Chris Barrett, Singapore – East Timor President Jose Ramos-Horta has called on the Australian government to finally release secret documents relating to the Indonesian invasion and occupation of the south-east-Asian nation as he led tributes to Balibo Five widow Shirley Shackleton.
Shackleton died on the weekend at the age of 91 after a long illness, having campaigned for decades for justice for the Australian-based journalists slain by Indonesian special forces in 1975 and for self-determination for East Timor.
Her husband, Channel 7 reporter Greg Shackleton, was murdered in Balibo along with Gary Cunningham, Brian Peters, Malcolm Rennie and Anthony Stewart as they sought to film the invasion for Australian television. Australian journalist Roger East was also executed in Dili six weeks later.
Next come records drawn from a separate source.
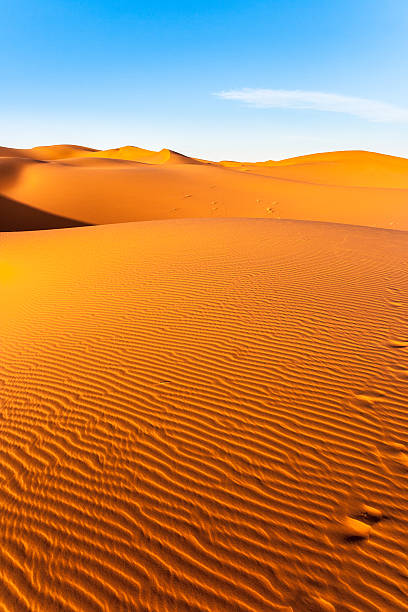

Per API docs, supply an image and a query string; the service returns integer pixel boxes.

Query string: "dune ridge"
[0,145,408,230]
[0,219,408,612]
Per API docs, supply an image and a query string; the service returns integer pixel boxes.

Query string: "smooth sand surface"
[0,218,408,612]
[0,145,408,230]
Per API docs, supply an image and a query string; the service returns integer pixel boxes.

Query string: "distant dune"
[0,145,408,230]
[0,218,408,612]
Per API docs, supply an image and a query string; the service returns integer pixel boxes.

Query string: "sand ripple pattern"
[0,219,408,612]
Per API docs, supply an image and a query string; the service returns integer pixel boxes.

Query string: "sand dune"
[0,218,408,612]
[0,145,408,230]
[221,151,408,189]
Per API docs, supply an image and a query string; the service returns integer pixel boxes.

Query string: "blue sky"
[0,0,408,160]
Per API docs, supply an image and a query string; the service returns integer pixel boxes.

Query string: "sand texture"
[0,145,408,231]
[0,218,408,612]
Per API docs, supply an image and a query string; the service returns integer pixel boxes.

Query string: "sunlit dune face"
[0,145,408,230]
[0,259,16,284]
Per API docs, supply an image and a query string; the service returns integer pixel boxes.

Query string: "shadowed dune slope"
[0,145,408,230]
[0,219,408,612]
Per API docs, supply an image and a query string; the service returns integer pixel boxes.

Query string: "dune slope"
[0,219,408,612]
[0,145,408,230]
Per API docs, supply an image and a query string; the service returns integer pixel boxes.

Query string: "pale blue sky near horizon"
[0,0,408,161]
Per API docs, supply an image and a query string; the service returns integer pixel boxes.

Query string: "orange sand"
[0,218,408,612]
[0,145,408,230]
[0,145,408,612]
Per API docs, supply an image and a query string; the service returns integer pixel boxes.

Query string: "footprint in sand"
[377,442,408,474]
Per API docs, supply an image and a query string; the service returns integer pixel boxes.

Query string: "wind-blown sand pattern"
[0,145,408,230]
[0,220,408,612]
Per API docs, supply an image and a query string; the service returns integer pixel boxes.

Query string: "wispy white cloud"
[214,89,408,122]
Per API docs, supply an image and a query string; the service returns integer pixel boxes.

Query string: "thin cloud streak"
[214,89,408,123]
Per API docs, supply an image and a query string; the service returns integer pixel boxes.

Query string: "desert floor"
[0,146,408,612]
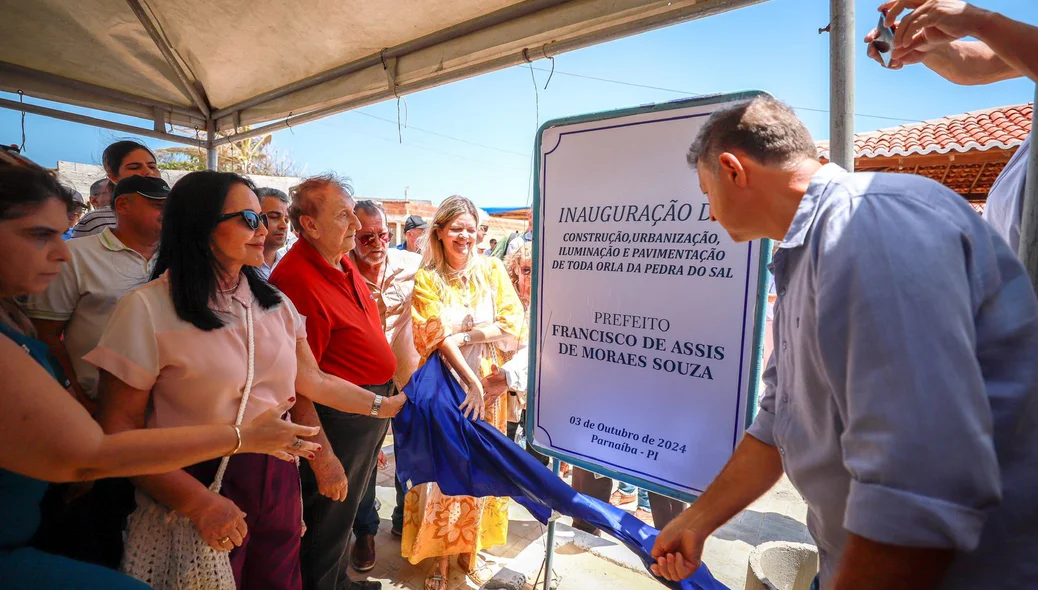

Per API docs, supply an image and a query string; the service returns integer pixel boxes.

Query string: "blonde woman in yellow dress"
[401,195,523,590]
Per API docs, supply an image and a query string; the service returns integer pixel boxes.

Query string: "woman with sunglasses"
[0,162,316,590]
[72,139,162,238]
[86,171,404,590]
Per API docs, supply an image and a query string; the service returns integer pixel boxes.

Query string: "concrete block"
[745,541,818,590]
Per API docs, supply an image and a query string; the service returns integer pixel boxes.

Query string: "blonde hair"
[504,242,534,293]
[421,194,490,296]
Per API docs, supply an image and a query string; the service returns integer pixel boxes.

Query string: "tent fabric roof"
[818,103,1034,159]
[0,0,763,139]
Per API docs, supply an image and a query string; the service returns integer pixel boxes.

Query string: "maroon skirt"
[185,453,303,590]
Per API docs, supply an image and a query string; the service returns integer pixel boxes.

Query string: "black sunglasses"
[216,209,270,232]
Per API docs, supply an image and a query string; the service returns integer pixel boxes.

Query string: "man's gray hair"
[256,186,292,203]
[353,198,389,221]
[90,178,112,196]
[289,172,353,232]
[687,95,818,170]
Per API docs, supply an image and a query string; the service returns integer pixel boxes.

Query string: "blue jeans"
[620,482,652,510]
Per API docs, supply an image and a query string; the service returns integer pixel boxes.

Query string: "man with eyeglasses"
[256,187,291,279]
[26,177,169,568]
[349,200,421,571]
[397,215,429,254]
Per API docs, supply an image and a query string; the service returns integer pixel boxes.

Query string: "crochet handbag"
[120,306,255,590]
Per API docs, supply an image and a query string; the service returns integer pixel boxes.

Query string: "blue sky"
[0,0,1038,207]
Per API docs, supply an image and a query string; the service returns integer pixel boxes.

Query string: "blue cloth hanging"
[393,353,728,590]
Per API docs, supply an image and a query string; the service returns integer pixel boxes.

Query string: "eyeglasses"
[357,232,390,246]
[216,209,270,232]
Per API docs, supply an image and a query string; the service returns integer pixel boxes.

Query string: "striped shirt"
[72,207,115,238]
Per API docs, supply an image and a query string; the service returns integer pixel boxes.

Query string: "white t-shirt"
[984,136,1031,252]
[26,227,156,398]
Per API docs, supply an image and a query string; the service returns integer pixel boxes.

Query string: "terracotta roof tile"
[818,103,1034,159]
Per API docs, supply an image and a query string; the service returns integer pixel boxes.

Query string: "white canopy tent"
[0,0,871,587]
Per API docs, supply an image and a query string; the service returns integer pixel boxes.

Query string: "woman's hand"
[310,451,350,502]
[378,392,407,418]
[239,397,321,461]
[184,489,249,552]
[482,367,509,406]
[458,379,485,420]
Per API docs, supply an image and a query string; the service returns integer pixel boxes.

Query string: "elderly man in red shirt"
[270,175,405,590]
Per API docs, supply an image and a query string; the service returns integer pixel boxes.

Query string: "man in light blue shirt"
[653,97,1038,590]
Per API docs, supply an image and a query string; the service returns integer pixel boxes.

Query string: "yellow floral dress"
[401,257,523,564]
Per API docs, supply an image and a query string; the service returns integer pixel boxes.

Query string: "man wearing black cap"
[397,215,429,254]
[26,177,169,567]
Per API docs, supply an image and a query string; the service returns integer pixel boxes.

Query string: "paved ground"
[351,441,812,590]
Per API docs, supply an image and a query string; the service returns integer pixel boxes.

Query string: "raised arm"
[0,339,316,482]
[99,371,319,551]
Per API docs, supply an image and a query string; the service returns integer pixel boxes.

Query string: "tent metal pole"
[1017,84,1038,291]
[829,0,854,172]
[0,61,206,120]
[0,99,206,148]
[127,0,210,118]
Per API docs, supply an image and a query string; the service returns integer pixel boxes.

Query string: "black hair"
[101,139,155,177]
[0,166,77,221]
[255,186,292,205]
[152,170,281,331]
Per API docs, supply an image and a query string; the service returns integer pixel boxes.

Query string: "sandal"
[609,489,638,506]
[426,573,447,590]
[458,556,494,588]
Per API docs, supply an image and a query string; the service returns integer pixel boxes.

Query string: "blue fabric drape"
[393,353,728,590]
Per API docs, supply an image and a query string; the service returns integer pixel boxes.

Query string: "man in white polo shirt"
[72,178,115,238]
[27,177,169,412]
[26,177,169,568]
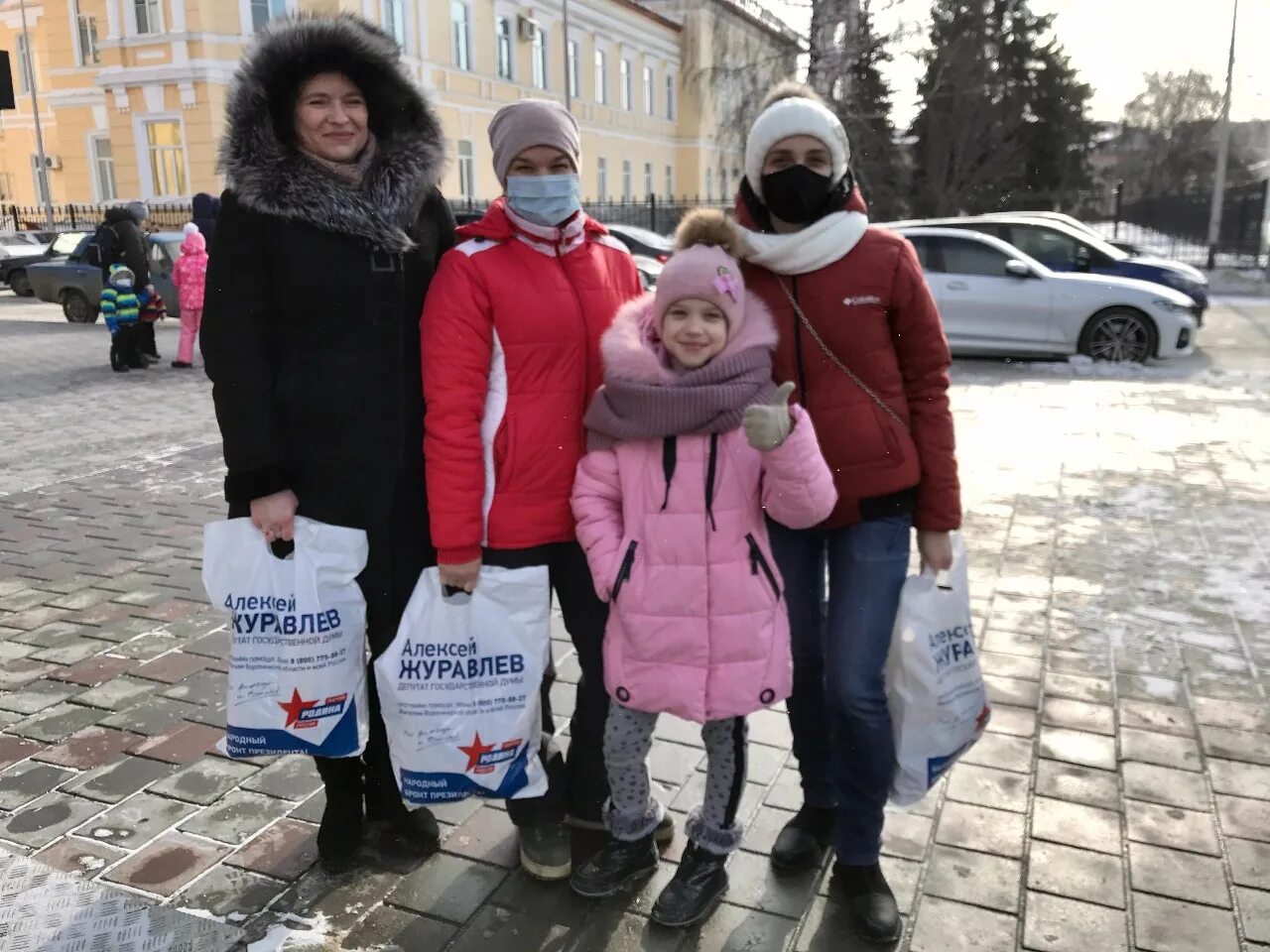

"Shirley spent the rest of her life campaigning for Timor-Leste's freedom and for the truth about the circumstances of the murder of the five journalists," Ramos-Horta said.
The killings have been the subject of multiple Australian investigations including a NSW coronial inquest which found in 2007 that Yunus Yosfiah, an Indonesian special forces captain who became a government minister, ordered and took part in the slaughter, carrying it out to conceal the presence of the Indonesian military in the assault on the border town.
Intelligence reports showed Australian officials knew about the Indonesian operation in advance but the bulk of Australian government archival documents in connection with Balibo, the invasion of East Timor and resulting 24-year occupation have been kept out of public view on national security grounds.
With more than 20 years passing since East Timor's independence was restored, Ramos-Horta believes it is time the full tranche of files was released.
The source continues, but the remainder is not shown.